Le capitaine John Keay, maître du nouveau navire-tondeuse britannique Ariel, avait de bonnes raisons de se sentir satisfait de lui-même. Il avait obtenu la première cargaison de thé arrivée sur le marché du grand port chinois de Foochow (Fuzhou moderne) en 1866 - 560 tonnes de première et deuxième cueillettes, au prix élevé de 7 £ la tonne: les feuilles les plus fines disponibles . La cargaison lui avait été remise dans des briquets, emballée dans plus de 12 000 coffres à thé fabriqués à la main et rangée sous les ponts en un temps record de quatre jours seulement. Ariel levait maintenant l'ancre à 17 heures, le soir du 28 mai - la première tondeuse à thé à naviguer pour Londres cette saison-là.

Il s’agissait d’un tout nouveau navire: «Une beauté parfaite, a rappelé Keay, à tous les marins qui l’ont vue; Dans la grâce et les proportions symétriques de la coque, des espars, des voiles, du gréement et de la finition, elle a comblé l’œil et mis tout le monde en amour sans exception. De très légers airs l'avaient fait progresser, et je pouvais lui faire confiance comme une chose vivante dans toutes les évolutions. » Ariel était en effet le navire le plus à flot de son temps; pilotant l’incroyable total de plus de 26 000 pieds carrés de toile, il pouvait atteindre une vitesse de 16 nœuds, bien plus rapide que les bateaux à vapeur contemporains.

Mais l'avantage que Keay conservait sur les autres tondeuses entassées dans le port était minime et Ariel n'a pas eu de chance avec ses remorqueurs. Le bateau à aubes Island Queen, engagé pour prendre la tondeuse en remorque, n'avait pas le pouvoir de la transporter à travers la barre de la rivière Min en cas de marée basse. Échoués pour la nuit, Keay et son équipe de crack ont ​​été obligés de s'allonger à l'ancre et de regarder leurs rivaux effectuer leur propre chargement à la hâte et se lancer à la poursuite. Ce soir-là, le rival Fiery Cross descendit la rivière, remorqué par un remorqueur plus puissant, se fraya un chemin dans des eaux claires et se dirigea vers l'est à travers la mer de Chine. Keay était toujours en train de négocier au bar le lendemain matin lorsque deux autres tondeuses, Serica et Taeping, apparurent à ses côtés. La course au thé de 1866 - la plus excitante de l'histoire du commerce avec la Chine - était lancée.

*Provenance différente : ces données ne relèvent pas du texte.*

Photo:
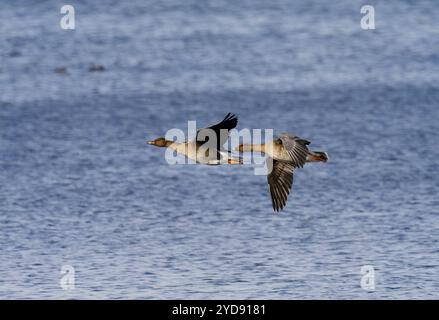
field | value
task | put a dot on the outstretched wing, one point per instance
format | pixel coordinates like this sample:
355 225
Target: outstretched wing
296 148
221 130
280 181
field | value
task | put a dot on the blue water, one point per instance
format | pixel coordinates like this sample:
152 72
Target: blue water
79 186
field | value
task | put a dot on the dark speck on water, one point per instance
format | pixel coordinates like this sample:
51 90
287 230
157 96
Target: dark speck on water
79 186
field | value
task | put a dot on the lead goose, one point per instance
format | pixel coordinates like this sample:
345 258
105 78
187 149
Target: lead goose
287 153
201 149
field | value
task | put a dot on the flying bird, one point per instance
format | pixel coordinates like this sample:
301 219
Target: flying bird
284 154
207 147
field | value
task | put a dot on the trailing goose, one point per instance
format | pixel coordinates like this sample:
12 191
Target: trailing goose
207 147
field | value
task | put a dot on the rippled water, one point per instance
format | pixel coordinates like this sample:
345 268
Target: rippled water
79 186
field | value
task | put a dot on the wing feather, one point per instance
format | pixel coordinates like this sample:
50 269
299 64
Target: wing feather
280 181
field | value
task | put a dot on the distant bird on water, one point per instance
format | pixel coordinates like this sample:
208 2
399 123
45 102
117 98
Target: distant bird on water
285 154
200 150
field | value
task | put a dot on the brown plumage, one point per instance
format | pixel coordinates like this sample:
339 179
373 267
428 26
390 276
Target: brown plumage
284 155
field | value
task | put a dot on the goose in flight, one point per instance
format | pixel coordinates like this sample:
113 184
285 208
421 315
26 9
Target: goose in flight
207 147
284 155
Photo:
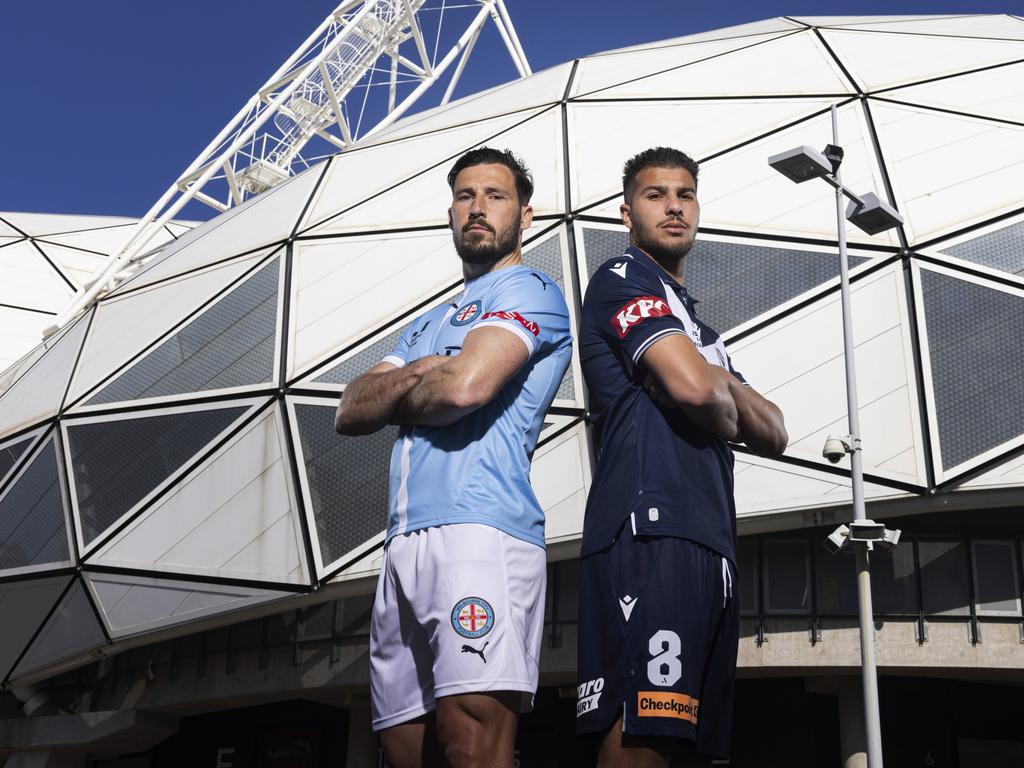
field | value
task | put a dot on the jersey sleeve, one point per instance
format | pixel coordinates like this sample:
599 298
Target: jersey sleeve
399 356
629 307
531 306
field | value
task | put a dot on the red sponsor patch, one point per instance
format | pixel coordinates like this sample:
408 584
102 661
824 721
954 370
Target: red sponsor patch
636 311
528 325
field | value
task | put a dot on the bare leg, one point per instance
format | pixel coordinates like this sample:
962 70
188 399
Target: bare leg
477 730
413 744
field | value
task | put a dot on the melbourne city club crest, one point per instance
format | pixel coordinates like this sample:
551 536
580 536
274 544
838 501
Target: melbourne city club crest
467 313
472 617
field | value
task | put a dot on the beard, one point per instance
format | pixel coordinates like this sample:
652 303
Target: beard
667 249
480 250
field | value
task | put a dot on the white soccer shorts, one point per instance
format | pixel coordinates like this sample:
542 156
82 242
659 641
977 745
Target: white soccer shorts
459 609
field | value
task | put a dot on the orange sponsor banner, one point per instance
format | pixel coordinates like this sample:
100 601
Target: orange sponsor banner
658 704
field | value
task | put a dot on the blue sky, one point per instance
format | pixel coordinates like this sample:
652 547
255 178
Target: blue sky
104 102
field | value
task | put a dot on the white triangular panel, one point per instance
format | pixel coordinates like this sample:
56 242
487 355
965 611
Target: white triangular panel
345 287
939 190
25 605
232 517
77 265
38 393
1005 475
560 477
753 29
541 89
974 26
30 282
126 325
42 224
883 60
424 201
132 604
604 134
791 65
798 364
992 93
19 330
359 174
739 189
614 74
71 631
267 218
763 485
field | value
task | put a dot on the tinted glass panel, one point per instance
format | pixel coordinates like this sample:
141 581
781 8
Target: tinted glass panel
944 578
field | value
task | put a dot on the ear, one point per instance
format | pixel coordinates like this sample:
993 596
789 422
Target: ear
525 217
626 215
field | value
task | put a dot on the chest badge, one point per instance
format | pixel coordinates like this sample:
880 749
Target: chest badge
467 313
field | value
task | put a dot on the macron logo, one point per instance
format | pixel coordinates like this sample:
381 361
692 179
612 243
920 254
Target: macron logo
636 311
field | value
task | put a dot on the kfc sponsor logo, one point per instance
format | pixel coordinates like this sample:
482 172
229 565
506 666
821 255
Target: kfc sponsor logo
588 694
666 705
528 325
636 311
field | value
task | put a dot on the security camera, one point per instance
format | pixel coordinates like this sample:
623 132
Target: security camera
836 449
836 541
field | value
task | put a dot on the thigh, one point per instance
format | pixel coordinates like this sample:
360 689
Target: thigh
488 611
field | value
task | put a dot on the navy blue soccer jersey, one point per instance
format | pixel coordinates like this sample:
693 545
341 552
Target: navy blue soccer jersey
655 467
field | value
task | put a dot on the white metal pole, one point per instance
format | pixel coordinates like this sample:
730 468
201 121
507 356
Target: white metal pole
868 665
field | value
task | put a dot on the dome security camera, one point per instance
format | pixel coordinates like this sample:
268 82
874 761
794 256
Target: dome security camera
836 449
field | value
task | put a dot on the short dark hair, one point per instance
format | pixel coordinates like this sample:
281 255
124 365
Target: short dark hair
489 156
655 157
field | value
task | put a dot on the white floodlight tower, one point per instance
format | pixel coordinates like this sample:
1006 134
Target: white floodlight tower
306 99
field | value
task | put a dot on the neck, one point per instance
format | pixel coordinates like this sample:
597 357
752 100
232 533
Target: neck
671 263
469 271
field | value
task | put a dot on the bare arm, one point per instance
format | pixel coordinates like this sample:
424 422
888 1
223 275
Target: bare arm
684 379
761 423
488 358
370 401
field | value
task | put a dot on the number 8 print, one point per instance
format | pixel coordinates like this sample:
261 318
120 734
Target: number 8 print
665 668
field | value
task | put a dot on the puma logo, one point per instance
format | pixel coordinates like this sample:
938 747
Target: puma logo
471 649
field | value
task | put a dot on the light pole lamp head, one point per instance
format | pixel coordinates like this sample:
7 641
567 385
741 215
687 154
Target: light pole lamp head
801 164
872 215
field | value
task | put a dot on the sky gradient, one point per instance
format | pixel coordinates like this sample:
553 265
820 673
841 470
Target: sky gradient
105 102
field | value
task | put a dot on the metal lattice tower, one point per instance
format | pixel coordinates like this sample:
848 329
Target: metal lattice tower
313 101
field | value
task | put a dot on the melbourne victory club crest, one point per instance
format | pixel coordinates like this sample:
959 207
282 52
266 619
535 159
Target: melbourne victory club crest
467 313
472 617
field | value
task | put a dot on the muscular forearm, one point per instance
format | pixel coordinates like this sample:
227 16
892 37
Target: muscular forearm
760 422
370 402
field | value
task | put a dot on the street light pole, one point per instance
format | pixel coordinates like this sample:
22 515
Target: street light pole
868 666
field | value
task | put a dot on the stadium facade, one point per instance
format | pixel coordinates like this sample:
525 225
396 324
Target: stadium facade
187 551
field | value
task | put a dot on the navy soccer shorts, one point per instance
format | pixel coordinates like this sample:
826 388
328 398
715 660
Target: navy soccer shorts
658 632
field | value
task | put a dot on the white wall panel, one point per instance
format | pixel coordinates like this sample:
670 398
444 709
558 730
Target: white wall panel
798 364
30 282
597 76
135 604
604 135
790 65
424 201
359 174
940 189
884 60
347 287
542 88
992 93
560 476
126 325
37 394
764 485
233 517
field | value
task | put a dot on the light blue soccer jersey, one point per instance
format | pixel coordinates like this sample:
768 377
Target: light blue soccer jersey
477 469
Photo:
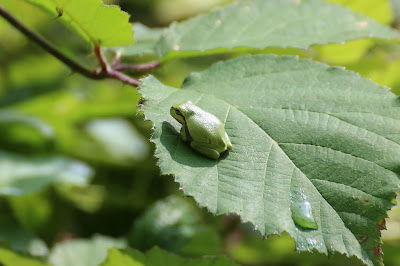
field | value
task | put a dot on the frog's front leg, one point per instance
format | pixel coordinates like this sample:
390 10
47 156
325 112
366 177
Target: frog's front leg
203 149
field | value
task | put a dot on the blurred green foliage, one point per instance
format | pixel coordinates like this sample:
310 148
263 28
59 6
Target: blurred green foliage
47 110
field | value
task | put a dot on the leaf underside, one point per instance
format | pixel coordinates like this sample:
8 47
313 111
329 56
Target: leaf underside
294 125
276 23
102 25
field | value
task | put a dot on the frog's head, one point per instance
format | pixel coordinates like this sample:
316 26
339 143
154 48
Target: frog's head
181 111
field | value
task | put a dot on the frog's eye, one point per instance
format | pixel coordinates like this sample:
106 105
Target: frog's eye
178 112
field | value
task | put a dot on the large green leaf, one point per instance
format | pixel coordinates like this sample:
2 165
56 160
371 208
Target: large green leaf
104 25
259 24
156 256
20 175
296 126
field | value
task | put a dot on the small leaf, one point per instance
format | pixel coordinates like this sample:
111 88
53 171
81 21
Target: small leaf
102 25
20 175
260 24
294 125
83 252
156 256
146 39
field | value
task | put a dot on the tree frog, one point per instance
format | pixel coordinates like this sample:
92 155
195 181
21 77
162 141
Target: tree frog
203 131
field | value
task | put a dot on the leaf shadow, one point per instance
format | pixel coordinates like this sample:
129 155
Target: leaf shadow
181 152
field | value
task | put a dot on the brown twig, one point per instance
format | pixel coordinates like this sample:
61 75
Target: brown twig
106 71
140 67
46 45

Le port chinois de Fuzhou, point de départ pour les grandes courses du thé, vers 1860.

Le thé était l’un des rares produits transportés à grande vitesse à l’apogée de la voile. D’autres cargaisons étaient trop volumineuses ou insuffisamment utiles pour faire courir le risque de mettre tout un navire et son équipage dans une course à travers les typhons et les hauts-fonds de la mer de Chine méridionale avec toutes les voiles levées, histoire de pouvoir amarrer quelques ports au port de Londres. heures ou jours en avance sur le peloton. Mais au milieu du XIXe siècle, la demande de thé frais était telle que le premier navire de Fuzhou ou de Shanghai pouvait commander une prime d’au moins 10% pour ses marchandises, et un clipper pouvant coûter entre 12 000 et 15 000 £. construire pourrait rapporter une cargaison d’une valeur de près de 3 000 £ lors de son premier voyage.

Charles II (1660-1685) a accordé le monopole qui a permis de lancer le commerce anglais avec la Chine.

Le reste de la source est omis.